Leaders there agreed to open the border between the two countries, which allowed East Germans and others from Soviet bloc countries to seek asylum in the West. This led tens of thousands of East Germans to immediately try to go to Hungary - a refugee crisis for both countries.
In response, the leadership of the GDR decided in October to loosen travel restrictions at certain checkpoints, including those between East and West Berlin. The regulations were originally supposed allow East Germans to appy for visas in advance and under conditions that were more permissive than they had been. In early November, just before the new regulations were announced, they were suddenly amended to also allow for immediate emigration at the border.
A mistake in communications led East Berlin party leader Günter Schabowski to announce in a television broadcast on November 9 that the regulations were effective immediately, and then thousands of Berliners began overwhelming the guards at the border checkpoints.
“The surprised and overwhelmed guards made many hectic telephone calls to their superiors about the problem but it became clear that no one among the East German authorities would take personal responsibility for issuing orders to use lethal force. As a result, the vastly outnumbered soldiers had no way to hold back the huge crowd of East German citizens. In face of the growing crowd, the guards finally yielded.”
–Wikipedia. Bornholmer Strasse border crossing. Accessed August 19, 2024.
That’s what I’ve learned so far about the Berlin Wall. Did you learn anything you didn’t know before? What do you think more people should understand about the Wall? Leave a comment and let me know.
More About the Wall
You’ll notice that this week’s update is something of a themed issue.
Reading
TIME. I Was Just a Man Who Sang a Song About Freedom’: 30 Years Later, David Hasselhoff Looks Back on His Surprising Role in the Fall of the Berlin Wall by Olivia B. Waxman, November 19, 2017.
Zeitgeist.

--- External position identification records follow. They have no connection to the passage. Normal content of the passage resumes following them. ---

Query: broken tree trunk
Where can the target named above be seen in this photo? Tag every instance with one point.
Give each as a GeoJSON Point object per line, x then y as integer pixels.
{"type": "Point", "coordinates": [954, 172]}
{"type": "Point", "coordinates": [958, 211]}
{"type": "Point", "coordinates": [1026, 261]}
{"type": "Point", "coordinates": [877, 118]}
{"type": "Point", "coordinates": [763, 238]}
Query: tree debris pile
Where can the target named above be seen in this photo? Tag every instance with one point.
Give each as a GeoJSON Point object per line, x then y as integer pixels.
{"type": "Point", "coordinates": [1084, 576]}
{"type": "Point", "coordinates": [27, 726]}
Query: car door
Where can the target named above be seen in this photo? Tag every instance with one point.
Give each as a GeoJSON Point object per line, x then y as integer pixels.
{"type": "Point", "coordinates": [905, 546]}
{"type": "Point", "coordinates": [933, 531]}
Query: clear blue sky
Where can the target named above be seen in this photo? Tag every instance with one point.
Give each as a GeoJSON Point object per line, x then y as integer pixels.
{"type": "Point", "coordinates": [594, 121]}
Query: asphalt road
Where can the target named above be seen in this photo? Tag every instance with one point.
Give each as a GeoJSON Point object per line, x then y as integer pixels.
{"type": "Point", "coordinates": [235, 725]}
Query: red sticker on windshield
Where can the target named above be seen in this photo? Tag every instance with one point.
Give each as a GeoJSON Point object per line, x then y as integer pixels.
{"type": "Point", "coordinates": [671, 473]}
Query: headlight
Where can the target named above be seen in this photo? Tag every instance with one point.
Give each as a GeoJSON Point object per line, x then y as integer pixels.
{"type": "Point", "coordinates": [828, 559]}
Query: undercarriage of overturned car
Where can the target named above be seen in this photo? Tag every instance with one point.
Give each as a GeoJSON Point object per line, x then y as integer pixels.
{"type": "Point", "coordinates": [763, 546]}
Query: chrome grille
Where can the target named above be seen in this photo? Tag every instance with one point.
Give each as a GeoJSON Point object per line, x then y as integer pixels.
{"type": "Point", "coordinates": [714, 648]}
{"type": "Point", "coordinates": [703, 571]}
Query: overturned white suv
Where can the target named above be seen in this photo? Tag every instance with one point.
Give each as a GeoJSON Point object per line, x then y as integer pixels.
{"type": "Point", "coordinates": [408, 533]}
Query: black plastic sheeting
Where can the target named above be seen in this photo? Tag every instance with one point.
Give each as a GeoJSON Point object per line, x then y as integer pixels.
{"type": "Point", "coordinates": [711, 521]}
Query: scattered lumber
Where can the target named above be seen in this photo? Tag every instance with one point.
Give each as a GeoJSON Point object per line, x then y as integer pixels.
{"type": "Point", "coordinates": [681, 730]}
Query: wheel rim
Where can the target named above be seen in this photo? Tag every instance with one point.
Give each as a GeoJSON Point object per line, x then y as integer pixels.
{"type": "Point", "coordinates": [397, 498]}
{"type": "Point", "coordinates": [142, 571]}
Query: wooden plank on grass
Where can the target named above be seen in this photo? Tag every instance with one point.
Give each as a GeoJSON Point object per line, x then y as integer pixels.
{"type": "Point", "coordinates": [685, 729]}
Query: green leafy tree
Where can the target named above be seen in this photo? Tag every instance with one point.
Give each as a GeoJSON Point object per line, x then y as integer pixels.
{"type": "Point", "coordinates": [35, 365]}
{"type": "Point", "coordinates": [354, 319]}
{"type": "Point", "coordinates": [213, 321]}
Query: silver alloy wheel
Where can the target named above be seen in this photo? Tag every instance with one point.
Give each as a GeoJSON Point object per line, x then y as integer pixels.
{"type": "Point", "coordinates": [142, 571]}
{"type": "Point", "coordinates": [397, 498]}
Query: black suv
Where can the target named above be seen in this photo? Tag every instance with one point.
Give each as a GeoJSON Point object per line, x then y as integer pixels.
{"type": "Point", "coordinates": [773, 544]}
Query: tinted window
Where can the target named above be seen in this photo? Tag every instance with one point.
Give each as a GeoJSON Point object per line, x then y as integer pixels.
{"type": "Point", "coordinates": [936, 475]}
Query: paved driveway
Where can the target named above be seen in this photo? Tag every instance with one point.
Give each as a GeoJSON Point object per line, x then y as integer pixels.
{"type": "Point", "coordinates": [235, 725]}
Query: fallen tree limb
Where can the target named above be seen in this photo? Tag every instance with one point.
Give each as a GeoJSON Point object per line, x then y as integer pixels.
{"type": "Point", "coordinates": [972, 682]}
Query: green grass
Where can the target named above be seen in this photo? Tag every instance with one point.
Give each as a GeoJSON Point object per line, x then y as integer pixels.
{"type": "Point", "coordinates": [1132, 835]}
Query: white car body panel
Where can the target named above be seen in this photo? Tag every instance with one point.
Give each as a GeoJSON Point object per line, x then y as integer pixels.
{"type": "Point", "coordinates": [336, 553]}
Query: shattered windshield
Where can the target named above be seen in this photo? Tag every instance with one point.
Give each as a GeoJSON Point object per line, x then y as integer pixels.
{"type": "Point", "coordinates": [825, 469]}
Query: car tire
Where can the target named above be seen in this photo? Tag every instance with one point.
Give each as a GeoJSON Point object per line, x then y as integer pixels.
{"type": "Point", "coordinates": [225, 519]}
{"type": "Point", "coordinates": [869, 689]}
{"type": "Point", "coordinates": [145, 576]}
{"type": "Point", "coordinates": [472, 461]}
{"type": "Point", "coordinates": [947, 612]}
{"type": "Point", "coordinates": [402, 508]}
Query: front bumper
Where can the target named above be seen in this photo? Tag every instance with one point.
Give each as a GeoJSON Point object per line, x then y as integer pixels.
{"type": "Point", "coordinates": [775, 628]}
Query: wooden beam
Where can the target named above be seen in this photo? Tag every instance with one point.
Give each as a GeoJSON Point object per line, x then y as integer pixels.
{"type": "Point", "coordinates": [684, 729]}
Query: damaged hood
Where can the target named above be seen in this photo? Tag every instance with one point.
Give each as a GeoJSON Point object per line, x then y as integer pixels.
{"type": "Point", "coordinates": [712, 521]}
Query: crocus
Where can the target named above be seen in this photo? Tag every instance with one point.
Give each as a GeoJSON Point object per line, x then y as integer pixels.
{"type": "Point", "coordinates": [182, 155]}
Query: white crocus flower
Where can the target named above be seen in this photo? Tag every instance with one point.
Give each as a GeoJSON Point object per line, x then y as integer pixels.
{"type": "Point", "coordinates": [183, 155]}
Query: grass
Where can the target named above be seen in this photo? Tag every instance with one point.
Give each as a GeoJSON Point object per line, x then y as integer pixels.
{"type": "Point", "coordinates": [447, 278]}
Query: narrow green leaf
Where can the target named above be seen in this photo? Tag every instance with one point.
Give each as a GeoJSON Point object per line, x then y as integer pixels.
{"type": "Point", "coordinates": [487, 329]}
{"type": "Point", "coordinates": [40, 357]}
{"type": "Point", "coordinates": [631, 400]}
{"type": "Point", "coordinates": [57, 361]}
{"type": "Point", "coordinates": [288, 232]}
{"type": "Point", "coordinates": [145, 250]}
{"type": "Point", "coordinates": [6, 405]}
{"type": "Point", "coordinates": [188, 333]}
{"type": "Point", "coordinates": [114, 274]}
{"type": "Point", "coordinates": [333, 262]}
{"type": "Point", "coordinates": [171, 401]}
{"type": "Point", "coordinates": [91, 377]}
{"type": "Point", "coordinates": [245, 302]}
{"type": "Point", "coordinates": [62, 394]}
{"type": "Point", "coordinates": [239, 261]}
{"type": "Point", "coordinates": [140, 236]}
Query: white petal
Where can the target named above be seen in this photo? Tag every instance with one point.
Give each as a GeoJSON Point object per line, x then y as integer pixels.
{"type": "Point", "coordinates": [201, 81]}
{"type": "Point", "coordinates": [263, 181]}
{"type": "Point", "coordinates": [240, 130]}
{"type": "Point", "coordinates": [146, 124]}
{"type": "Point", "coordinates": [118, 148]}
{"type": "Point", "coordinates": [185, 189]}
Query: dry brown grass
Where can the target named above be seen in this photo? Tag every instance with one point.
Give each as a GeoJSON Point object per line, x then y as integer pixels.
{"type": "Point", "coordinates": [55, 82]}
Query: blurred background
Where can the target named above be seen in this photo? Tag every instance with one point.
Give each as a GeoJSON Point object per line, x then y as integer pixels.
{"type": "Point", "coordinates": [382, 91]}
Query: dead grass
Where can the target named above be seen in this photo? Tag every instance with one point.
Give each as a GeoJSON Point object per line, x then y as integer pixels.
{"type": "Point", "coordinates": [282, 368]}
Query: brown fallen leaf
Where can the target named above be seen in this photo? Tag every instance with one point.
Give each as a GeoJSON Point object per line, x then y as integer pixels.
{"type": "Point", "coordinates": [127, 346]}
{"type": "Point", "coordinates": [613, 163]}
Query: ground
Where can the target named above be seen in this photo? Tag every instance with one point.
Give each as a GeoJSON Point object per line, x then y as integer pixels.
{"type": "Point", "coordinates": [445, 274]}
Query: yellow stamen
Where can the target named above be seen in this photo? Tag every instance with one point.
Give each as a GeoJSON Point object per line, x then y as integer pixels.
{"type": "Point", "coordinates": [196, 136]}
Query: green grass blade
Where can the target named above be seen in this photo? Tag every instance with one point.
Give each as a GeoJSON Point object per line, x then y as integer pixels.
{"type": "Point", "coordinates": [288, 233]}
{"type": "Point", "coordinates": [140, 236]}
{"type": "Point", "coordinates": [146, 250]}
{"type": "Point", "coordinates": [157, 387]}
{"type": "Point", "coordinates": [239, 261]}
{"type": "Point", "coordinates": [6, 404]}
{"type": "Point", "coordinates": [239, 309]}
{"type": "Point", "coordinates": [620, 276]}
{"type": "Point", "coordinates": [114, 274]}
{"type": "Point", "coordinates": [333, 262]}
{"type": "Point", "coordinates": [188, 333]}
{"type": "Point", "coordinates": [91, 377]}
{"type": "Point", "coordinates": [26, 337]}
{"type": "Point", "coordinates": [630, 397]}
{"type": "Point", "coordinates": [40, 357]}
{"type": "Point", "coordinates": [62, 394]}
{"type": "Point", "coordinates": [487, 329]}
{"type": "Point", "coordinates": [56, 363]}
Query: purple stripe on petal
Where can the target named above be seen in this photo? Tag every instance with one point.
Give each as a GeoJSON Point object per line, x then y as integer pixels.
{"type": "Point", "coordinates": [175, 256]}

Berlin’s Cold War of Rock by Katja Hoyer.
Watching
‘Berlin’s Strangest Border’ with YouTuber Matthias Schwarzer. (In German, but there are English subtitles.)
Listening
Tunnel 29 - a podcast from BBC Radio is the history of one of the escape tunnels dug under the Berlin Wall. (h/t Zeitsprung via Handpicked Berlin).
Very Informative- I did not know most of the things contained in this article-it is so sad so many lost their lives trying to escape.
One other thing-David Hasselhoff had something to do with it?